Refugee Outreach Volunteers (ROV’s) — trained and equipped with your support — spread throughout the settlements to help those in need. In one case, an ROV discovered a 26-year-old pregnant woman named Hanan who was feeling abdominal pains caused by the extreme cold. The ROV, herself a Syrian refugee, called an ambulance to have Hanan taken to a hospital.

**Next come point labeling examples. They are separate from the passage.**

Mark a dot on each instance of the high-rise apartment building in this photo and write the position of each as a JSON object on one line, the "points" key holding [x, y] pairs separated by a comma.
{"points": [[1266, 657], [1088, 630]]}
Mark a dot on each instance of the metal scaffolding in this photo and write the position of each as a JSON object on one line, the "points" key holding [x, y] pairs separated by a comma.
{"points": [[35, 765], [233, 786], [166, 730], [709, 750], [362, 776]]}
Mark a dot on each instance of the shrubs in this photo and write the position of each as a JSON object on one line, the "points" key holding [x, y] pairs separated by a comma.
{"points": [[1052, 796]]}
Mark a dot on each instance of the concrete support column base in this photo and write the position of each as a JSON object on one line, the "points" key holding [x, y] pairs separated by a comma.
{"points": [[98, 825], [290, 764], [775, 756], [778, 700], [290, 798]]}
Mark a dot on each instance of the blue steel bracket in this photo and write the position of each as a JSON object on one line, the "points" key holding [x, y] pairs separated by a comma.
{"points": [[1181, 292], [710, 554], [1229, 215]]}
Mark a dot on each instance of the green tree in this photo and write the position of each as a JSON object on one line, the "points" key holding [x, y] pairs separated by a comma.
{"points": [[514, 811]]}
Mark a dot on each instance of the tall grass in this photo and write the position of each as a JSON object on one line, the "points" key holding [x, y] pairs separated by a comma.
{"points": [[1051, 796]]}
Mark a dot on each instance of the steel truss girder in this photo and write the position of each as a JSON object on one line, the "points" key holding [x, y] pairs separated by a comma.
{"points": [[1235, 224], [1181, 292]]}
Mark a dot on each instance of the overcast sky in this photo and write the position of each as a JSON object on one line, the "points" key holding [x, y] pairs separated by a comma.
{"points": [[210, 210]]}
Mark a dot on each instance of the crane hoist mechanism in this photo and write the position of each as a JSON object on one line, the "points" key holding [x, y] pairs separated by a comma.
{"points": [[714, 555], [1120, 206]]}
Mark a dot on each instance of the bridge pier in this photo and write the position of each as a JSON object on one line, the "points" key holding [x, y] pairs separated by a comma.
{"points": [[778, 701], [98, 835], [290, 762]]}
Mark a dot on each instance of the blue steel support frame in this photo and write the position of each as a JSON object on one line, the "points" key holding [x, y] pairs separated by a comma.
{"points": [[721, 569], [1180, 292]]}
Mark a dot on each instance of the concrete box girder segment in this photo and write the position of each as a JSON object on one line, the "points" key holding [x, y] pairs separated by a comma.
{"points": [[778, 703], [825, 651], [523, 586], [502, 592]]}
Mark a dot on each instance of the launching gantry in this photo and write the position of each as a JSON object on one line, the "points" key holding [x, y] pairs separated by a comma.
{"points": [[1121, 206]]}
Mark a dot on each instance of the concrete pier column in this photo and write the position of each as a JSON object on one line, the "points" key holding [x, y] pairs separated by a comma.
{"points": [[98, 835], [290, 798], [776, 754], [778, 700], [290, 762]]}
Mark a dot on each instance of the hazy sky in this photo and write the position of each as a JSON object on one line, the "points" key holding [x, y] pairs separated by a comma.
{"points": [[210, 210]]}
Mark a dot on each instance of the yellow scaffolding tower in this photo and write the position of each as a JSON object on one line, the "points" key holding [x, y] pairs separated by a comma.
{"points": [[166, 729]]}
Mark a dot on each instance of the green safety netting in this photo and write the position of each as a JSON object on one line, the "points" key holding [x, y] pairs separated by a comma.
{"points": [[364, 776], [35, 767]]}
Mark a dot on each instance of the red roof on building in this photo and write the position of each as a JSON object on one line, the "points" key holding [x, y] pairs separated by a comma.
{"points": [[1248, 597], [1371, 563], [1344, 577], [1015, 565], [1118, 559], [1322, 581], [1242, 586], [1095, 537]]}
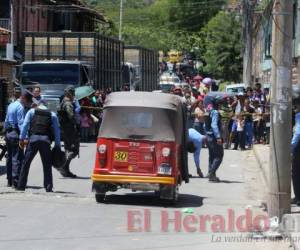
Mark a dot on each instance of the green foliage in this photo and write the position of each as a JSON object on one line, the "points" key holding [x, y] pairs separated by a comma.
{"points": [[192, 15], [194, 26], [223, 46]]}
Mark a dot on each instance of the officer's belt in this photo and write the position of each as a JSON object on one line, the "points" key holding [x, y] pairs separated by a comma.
{"points": [[11, 129]]}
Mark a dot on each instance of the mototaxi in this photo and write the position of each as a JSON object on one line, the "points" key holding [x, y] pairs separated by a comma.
{"points": [[141, 145]]}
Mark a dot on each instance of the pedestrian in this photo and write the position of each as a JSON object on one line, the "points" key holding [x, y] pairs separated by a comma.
{"points": [[85, 125], [258, 122], [40, 124], [37, 94], [240, 136], [248, 111], [195, 146], [226, 113], [213, 139], [199, 115], [69, 130], [296, 155], [189, 100], [13, 125]]}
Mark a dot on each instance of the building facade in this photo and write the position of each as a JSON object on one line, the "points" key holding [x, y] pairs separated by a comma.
{"points": [[262, 45], [47, 16]]}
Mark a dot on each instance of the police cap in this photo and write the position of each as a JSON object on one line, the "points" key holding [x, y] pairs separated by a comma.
{"points": [[70, 90]]}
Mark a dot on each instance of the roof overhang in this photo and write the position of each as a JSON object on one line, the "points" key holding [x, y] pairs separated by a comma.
{"points": [[78, 5]]}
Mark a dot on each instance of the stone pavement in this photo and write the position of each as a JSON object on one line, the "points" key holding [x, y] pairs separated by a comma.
{"points": [[70, 218], [262, 155]]}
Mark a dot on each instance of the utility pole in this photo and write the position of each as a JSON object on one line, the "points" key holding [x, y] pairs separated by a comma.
{"points": [[10, 46], [121, 19], [281, 110], [248, 11], [11, 22]]}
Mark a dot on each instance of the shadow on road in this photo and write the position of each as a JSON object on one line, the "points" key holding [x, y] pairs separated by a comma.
{"points": [[230, 182], [2, 170], [34, 187], [151, 200]]}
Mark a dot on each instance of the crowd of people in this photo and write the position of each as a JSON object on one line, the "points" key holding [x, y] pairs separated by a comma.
{"points": [[245, 117]]}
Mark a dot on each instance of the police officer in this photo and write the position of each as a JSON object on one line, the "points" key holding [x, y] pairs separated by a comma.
{"points": [[40, 124], [214, 139], [196, 139], [13, 124], [67, 115]]}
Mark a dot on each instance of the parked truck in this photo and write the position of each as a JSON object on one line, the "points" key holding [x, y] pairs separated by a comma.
{"points": [[141, 68], [56, 60]]}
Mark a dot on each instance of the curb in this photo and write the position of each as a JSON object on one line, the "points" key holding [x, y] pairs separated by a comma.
{"points": [[261, 165]]}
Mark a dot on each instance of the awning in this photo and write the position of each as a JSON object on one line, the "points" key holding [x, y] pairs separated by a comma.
{"points": [[77, 5]]}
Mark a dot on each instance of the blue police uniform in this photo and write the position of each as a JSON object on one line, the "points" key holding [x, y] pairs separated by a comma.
{"points": [[216, 151], [13, 124], [40, 125], [197, 139]]}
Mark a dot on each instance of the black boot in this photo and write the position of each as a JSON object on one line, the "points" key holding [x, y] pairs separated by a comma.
{"points": [[65, 171]]}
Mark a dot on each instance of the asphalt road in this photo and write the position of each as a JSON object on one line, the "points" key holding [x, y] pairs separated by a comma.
{"points": [[70, 218]]}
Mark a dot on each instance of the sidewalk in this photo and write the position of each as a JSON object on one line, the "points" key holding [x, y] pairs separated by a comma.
{"points": [[262, 155]]}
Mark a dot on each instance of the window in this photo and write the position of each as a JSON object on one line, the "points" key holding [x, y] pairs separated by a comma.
{"points": [[137, 120], [50, 74]]}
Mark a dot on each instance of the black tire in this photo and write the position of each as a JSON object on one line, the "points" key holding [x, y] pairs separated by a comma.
{"points": [[172, 200], [100, 198]]}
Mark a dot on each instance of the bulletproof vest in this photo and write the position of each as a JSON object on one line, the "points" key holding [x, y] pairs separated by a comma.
{"points": [[41, 123], [208, 121], [63, 116]]}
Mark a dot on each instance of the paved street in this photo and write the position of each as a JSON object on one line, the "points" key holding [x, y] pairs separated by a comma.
{"points": [[71, 219]]}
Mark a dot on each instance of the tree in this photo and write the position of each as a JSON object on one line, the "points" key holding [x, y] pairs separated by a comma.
{"points": [[192, 15], [223, 46]]}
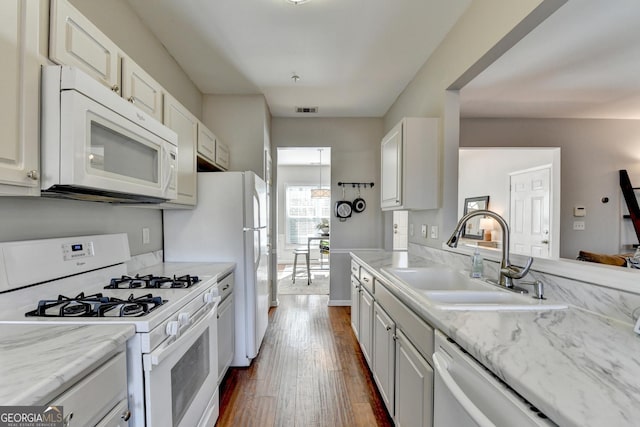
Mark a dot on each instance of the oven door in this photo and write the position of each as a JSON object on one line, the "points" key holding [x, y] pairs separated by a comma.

Elsewhere, refugees exposed to the wet-and-cold conditions needed supplies and health screenings — especially pregnant women and the elderly. Running away from their homes again wasn’t easy, these people said, but it was necessary because their homes had become uninhabitable.

The first storm has passed, but more is on the way. This has been a particularly brutal winter in Lebanon and there are no signs of it letting up. Unpaved dirt roads, slicked by rain and ice, make accessing settlements difficult. But with Refugee Outreach Volunteers at the ready, plans are in place to help vulnerable people receive the care they need during this challenging time.

Amid the crisis there are signs of hope and happiness. Hanan, the pregnant woman who rushed to the hospital because of the efforts of the Refugee Outreach Volunteer, gave birth there the next day. She’s staying at the hospital until the new storm passes.